Das AND was Du da verwendest ist übrigens nicht zum Addieren, sondern zum logischen Vergleich (z.B. ob zwei Variablen TRUE sind)


----------



## Heinileini (16 Mai 2022)

DeltaMikeAir schrieb:


> Oder
> Anhang anzeigen 61089


Und ich hätte eher auf eine StrohBeere getippt, obwohl die ja eigentlich eine Nuss sein soll ... 
So kann man sich täuschen, Michael.

Codesys 2.3 oder Codesys 3 oder ZwillingsKatze oder ... ?


----------



## MIchael745 (16 Mai 2022)

Vivavis Ehem IDS


----------



## DeltaMikeAir (16 Mai 2022)

MIchael745 schrieb:


> Vivavis Ehem IDS


??


----------



## oliver.tonn (16 Mai 2022)

MIchael745 schrieb:


> Vivavis Ehem IDS


Schon mal etwas, damit kennen wir den Hersteller (Vivavis) und wissen, wie er früher hieß (Ehem = ehemals, IDS), aber damit wissen wir nicht eine Sache mehr, die wir alle hier gefragt haben.
Bitte sei nicht böse, aber so langsam sinkt der Lustfaktor zu helfen.
Nochmals, welche Steuerung von Vivavis hast Du, welches Codesys (V2, V3, V3.5) nutzt Du, und in welcher Version genau.
Hat mein Tipp mit dem SEL vielleicht schon geholfen.

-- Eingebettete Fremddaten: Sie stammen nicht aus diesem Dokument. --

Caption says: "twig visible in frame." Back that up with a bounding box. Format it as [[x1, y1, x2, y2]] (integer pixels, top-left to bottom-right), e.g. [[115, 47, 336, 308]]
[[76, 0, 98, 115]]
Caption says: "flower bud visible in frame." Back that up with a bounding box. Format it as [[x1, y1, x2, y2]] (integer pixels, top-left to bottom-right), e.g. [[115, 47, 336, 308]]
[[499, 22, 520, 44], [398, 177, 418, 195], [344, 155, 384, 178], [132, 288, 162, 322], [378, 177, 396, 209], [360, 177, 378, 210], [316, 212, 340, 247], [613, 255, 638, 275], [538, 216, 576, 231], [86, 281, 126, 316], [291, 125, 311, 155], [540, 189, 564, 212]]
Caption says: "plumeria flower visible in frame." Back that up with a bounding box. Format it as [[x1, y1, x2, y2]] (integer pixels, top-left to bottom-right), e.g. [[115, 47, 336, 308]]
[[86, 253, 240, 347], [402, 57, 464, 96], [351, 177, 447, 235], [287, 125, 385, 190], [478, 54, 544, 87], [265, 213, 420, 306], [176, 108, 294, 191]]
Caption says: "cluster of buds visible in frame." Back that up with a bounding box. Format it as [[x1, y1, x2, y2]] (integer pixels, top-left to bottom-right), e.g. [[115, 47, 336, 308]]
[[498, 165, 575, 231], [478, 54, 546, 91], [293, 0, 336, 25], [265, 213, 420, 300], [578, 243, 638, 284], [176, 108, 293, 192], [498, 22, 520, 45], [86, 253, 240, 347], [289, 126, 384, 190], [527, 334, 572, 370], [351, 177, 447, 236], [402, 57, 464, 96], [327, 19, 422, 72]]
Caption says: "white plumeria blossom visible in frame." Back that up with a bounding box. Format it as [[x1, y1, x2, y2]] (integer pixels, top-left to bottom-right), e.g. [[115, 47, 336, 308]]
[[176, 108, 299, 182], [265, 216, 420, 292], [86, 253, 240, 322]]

Was ich da noch vergessen hatte war, dass Du zur Erhöhung noch ein ADD zur Addition nutzen müsstest.


----------



## DeltaMikeAir (16 Mai 2022)

Ganze Sätze wären vielleicht hilfreich.


----------



## MIchael745 (16 Mai 2022)

Also Gut ich habe von Vivavis die AcosCU7xx (750) Ich habe die Version von Codesys SP15 Patch 3.
So ich möchte bei einem Sollwert bei einem betsimmten Eingang (BOOL) wenn er 1 ist einen anderen Sollwert hinzufügen Addieren , oder auf einen Anderen Sollwert umschalten. Worauf ich jetzt schon SEL und MUX probiert habe in der Simulation aber es schaltet nicht um


Gruß Michael


----------



## oliver.tonn (16 Mai 2022)

MIchael745 schrieb:


> Also Gut ich habe von Vivavis die AcosCU7xx (750) Ich habe die Version von Codesys SP15 Patch 3.
> So ich möchte bei einem Sollwert bei einem betsimmten Eingang (BOOL) wenn er 1 ist einen anderen Sollwert hinzufügen Addieren , oder auf einen Anderen Sollwert umschalten.
> 
> 
> Gruß Michael


Siehe meinen Vorschlag mit SEL und ADD.


----------



## DeltaMikeAir (16 Mai 2022)

MIchael745 schrieb:


> Also Gut ich habe von Vivavis die AcosCU7xx (750) Ich habe die Version von Codesys SP15 Patch 3.


Meine Herren


oliver.tonn schrieb:


> welches Codesys (V2, V3, V3.5)


aber egal, Oliver hat ja schon einen vernünftigen Vorlschlag gemacht.


----------



## MIchael745 (16 Mai 2022)

DeltaMikeAir schrieb:


> Meine Herren
> 
> aber egal, Oliver hat ja schon einen vernünftigen Vorlschlag gemacht.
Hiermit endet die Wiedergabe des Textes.